The likely size of the British government’s help? Earlier this year, a £693 increase in the price cap triggered a £9.1 billion handout. Back-of-the-envelope math suggests the £1,300 or so increase that’s coming would trigger a £17 billion bailout.
Factor in just these known examples, and a US$200 billion bill in European bailouts, nationalizations, state-backed loans, and the like doesn’t sound flippant anymore.
The problem may get a lot worse very quickly. Again, consider Uniper. Because Russian President Vladimir Putin has cut gas supply to Germany by about 60 percent, Uniper is losing about 30 million euros every day from having to buy the same gas in the spot market. That’s about 10 billion euros per year—roughly the cost of what the German government is currently planning to spend to keep it afloat. If Putin completely shuts down the flow, the utility’s daily losses will jump to about 100 million euros a day, or more than 35 billion per year. The government will have to provide that sum if it wants to keep people’s power on.

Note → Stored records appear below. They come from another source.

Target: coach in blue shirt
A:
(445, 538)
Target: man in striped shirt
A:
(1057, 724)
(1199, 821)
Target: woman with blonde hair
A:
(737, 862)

If the utilities are allowed to pass higher gas costs on to consumers, Goldman Sachs reckons that European households will have to pay 470 euros per month for electricity and gas, up 290 percent from the typical cost in mid-2020. That’s clearly unaffordable for many, perhaps most, and a much bigger bailout will be needed to help consumers get by.
Next winter will be expensive. The only question now is just how expensive it’ll be.